There has been an increase in the interest received in the Small Savings Schemes of the government. For the July-September quarter, the government has announced an increase in interest rates for various small savings schemes by up to 0.7 per cent. Since the interest rates of small savings schemes are supported by the central government and depend on the market returns on government securities. RBI has also increased the repo rate several times. Due to this, small savings are getting attractive interest without any risk at this time. Along with this, ingterest on many savings schemes is also tax free. This has made small savings schemes an attractive option for investors. If you are also planning to invest in such small savings schemes, then you can choose these selected schemes.

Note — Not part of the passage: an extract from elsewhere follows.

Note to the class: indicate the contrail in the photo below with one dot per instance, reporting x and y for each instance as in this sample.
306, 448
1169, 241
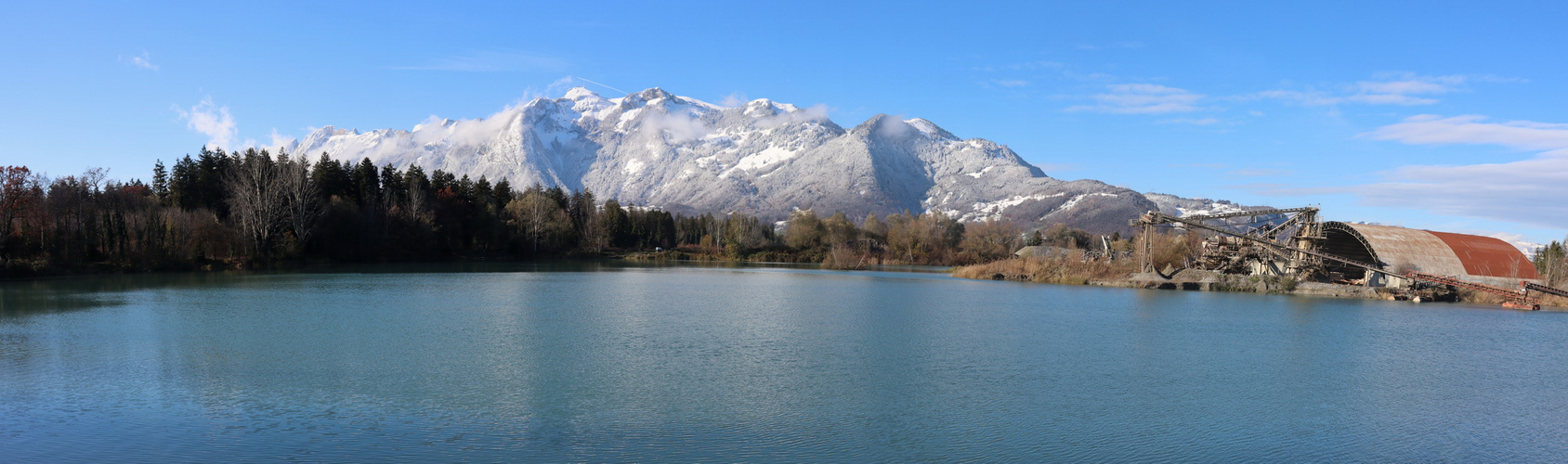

National Savings Certificate The National Savings Certificate (NSC) is one of the popular schemes of the post office. It gives good returns to people without any risk. In this, you also get the benefit of tax exemption. In this scheme, under Section 80C of Income Tax, you can claim a rebate of Rs 1.5 lakh annually. The interest rate of NSC has been kept unchanged at 7.7%. Customers were expecting that there could be further increase in this. You can start investing in this with only Rs 10,00, while there is no maximum investment limit. You can buy three types of certificates in this. In this scheme, investors can invest money under Single, Joint A and Joint B.
Senior Citizens Savings Scheme The Senior Citizen Savings Scheme of the Post Office is beneficial for those who are looking for a regular income option. Also, those who want to invest in such a scheme to beat inflation, in which there is a guarantee of security along with better returns. Currently, interest is being offered at the rate of 8.2% in this scheme. It has a lock-in period of five years. Interest is credited on a quarterly basis. The interest received in this is taxed on the basis of slab.
Public Provident Fund There has been no change in the interest rate on Public Provident Fund (PPF) for the July-September quarter of the financial year 2023-24. It is 7.1 percent as before. PPF, also known as Public Provident Fund. This is one of the most preferred investment options in India. It is very much liked by investors due to guaranteed returns, tax benefits on the amount invested and tax exemption on returns. In this, under Section 80C of the Income Tax Act, the benefit of tax deduction on PPF investment is available. Also, the interest on PPF account is also tax free. The minimum annual deposit amount in this is Rs.500. While the maximum annual contribution limit is Rs 1.5 lakh. This plan is for 15 years.